Nala distesa sulla rena, in posa dolce di sonno, vera, non è
vuota. La lascio addormentata e torno da Poo.
- Maestra, Nala non è vuota.
Mi fissa col suo sguardo appannato. Per un po’ tace, poi
le sue mani tremule aprono lentamente la tunica bianca, sotto
la quale è nuda: pelli flaccide, ex seno, ventre pendulo, cosce
ulcerate, carni vizze, polpacci varicosi.

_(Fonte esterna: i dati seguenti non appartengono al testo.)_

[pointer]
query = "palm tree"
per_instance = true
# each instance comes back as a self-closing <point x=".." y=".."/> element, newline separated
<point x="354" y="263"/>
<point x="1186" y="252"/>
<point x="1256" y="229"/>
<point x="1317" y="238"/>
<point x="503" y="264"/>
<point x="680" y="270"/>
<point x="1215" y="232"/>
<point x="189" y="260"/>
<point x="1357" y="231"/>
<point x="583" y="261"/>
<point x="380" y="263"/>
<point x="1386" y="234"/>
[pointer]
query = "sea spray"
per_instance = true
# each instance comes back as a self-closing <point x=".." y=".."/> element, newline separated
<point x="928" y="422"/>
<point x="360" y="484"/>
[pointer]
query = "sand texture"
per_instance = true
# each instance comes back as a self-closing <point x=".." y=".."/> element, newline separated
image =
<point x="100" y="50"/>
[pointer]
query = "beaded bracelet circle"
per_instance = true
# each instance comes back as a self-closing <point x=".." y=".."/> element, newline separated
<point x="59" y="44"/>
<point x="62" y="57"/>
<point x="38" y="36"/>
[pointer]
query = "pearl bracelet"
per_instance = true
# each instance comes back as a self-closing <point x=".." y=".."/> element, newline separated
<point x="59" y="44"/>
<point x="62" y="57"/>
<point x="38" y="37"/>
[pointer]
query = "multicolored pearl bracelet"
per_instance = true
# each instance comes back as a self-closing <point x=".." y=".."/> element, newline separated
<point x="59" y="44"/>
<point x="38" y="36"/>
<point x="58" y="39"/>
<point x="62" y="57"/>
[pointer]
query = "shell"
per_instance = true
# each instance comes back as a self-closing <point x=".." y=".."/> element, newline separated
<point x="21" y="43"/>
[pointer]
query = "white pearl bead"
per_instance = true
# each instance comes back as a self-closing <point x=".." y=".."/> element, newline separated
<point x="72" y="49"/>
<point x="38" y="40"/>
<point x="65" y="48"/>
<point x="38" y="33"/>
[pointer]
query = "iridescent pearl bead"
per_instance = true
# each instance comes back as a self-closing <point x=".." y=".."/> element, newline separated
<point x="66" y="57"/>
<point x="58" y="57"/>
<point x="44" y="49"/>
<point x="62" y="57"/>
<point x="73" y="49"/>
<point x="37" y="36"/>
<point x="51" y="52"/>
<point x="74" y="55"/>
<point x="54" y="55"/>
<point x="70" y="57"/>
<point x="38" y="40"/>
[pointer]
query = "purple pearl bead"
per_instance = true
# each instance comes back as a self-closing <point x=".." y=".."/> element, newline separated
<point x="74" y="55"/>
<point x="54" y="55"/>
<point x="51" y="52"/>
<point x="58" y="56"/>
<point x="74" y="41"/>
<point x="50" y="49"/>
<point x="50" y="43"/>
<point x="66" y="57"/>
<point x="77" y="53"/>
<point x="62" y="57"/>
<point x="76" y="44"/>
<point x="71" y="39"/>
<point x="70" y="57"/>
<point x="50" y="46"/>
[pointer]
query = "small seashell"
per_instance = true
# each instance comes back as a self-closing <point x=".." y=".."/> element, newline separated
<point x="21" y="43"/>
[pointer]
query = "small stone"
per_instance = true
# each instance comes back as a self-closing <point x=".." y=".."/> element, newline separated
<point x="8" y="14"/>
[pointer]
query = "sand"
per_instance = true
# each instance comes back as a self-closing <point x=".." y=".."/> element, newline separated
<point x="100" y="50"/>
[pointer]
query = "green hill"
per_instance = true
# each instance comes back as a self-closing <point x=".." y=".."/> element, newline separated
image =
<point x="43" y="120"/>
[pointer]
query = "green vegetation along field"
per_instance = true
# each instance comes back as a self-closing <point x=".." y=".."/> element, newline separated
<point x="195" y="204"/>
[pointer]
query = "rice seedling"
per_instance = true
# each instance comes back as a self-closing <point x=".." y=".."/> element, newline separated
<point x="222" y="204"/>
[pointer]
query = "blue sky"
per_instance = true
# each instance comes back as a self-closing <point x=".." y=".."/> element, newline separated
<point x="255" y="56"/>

Sorride al mio orrore, sdentata, eppure misericordiosa, of-
fertasi oltre il pudore come esempio:
Poo s’è disfatta, Nala si disfa.
Scappo. Tornato alla spiaggia, inorridito, Nala mi viene
incontro, ridente. Nella sua bocca vedo i denti cadere, ad uno
ad uno. Pelli flaccide invadono il suo seno, le sue gambe si
coprono di varici. L’orrore si dilata alla sua giovinezza.
- Stai male?
- Nala, me ne debbo andare.
Nel lasciarla:
- Se torni a Bangkok, telefonami, ti prego.
- Si, certo, se torno.
Sono le 3,30 del mattino. Il tassì è pronto. Nessuno ha
telefonato.
Oscuri gli appunti sul lontano Oriente, come oscuro il mio
animo. Buddha non mi ha voluto, come non mi ha voluto Al-
lah.
M’aspetta l’India, immensa. V’è sempre un vento che mi
porta via. Dove andrò? Una voce improvvisa (l’Arcangelo?)
mormora nell’orecchio:
Benares.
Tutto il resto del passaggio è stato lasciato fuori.